“1999 was the year the Indian Nuclear Satellite went out of control. No one knew where it might land. It soared above the ozone layer like a lethal bird of prey. The whole world was alarmed… Claire couldn’t care less. At the time, she was living her own nightmare. The same dream arrived each night. She was gliding over an unknown land, pleasantly at first, but then the gliding would turn into falling, the falling into panic, and then she’d wake up.”
Nice beginning, huh? Then throw in Max Von Sydow, Sam Neill and William Hurt dressed in 1940’s inspired clothing and a soundtrack of music specifically composed for the film — featuring, among others, Lou Reed, Elvis Costello, Nick Cave and the Bad Seeds, Talking Heads, U2 — and I was hooked…
Watching Wim Wenders movies make me feel like I do when I read a Paul Auster novel, vaguely superior for having done so. Regardless of my understanding of them.
The exception to the rule is Until the End of the World
1999 turned out to be less bleak than depicted. But the movie still feels like a memory — or a dream– that you can’t shake.

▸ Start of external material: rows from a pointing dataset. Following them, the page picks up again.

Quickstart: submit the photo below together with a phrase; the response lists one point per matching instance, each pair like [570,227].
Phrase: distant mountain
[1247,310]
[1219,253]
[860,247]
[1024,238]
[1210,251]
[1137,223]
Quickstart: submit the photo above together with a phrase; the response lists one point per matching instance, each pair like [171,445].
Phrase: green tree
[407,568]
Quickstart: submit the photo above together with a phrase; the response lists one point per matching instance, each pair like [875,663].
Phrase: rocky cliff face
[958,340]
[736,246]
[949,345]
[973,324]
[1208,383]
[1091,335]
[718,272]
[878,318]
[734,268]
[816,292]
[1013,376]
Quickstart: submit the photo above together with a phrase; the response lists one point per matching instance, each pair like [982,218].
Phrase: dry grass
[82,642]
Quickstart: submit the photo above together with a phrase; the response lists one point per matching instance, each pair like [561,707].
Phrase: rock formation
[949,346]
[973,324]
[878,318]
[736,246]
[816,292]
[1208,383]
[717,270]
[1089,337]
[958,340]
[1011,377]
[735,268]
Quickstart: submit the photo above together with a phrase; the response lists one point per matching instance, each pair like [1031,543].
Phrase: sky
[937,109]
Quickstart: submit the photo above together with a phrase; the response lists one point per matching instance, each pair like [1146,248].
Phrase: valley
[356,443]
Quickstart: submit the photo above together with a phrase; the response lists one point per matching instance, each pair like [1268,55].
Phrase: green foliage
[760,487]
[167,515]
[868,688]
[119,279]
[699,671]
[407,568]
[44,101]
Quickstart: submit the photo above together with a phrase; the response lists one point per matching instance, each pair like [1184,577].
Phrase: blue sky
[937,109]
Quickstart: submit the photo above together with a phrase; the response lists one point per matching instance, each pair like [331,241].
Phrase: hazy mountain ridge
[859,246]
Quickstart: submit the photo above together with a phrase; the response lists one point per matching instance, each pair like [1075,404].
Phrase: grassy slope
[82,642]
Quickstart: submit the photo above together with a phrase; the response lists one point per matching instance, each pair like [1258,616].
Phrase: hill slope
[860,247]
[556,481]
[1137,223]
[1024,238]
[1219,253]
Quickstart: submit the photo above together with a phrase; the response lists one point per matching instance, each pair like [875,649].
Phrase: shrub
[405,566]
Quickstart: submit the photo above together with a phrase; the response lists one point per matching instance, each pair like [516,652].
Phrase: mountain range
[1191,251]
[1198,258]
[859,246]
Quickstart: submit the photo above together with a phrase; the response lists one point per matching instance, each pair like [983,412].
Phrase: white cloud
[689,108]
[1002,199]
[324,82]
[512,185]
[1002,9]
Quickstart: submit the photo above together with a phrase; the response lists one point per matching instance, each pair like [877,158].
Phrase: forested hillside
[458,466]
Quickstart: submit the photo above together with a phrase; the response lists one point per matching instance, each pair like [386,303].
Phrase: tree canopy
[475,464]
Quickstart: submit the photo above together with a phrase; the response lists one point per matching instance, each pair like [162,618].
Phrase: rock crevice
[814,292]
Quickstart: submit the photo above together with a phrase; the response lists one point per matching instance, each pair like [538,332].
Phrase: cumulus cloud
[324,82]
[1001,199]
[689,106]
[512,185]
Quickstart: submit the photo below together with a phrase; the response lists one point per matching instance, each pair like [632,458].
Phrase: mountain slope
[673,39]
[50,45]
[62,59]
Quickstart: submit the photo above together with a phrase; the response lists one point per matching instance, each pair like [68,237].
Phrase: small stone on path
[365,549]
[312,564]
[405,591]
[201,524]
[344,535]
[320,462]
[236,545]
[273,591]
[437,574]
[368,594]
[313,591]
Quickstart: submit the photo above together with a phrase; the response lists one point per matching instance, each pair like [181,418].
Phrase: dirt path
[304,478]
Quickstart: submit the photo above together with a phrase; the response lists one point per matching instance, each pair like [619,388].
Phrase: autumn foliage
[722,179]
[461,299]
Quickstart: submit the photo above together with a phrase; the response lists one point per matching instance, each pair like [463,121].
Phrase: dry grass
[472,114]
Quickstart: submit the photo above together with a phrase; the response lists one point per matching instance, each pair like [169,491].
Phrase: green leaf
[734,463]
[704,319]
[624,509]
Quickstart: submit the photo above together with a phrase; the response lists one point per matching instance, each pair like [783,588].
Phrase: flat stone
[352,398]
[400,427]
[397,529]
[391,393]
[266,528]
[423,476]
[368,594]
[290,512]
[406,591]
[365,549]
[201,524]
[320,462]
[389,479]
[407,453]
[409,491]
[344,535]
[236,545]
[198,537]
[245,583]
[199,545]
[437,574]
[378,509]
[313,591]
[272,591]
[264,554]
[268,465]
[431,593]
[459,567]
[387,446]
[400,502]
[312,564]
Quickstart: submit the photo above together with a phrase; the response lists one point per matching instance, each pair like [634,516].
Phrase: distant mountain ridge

Filmed in 15 cities in seven countries and on four continents, this may be the ultimate road movie. The screenplay was written by Wenders and Peter Carey. Although I’ve heard that Solveig Dommartin, who plays Claire, the protagonist, had a hand in it. She was Wenders girlfriend at the time, but is uncredited as a writer on his website. Because they were denied rights to film in China, Wenders gave her a handheld digital camera and sent her on vacation. The resulting “video diary” (vlog?) is emailed and becomes part of the story of Claire’s adventures. (N.B. Ms. Dommartin died at age 45 in 2007.)
So if you need to pick an appropriate movie to watch on the day after Earth Day, you may want to settle in for the three hour visual feast, if you can find it.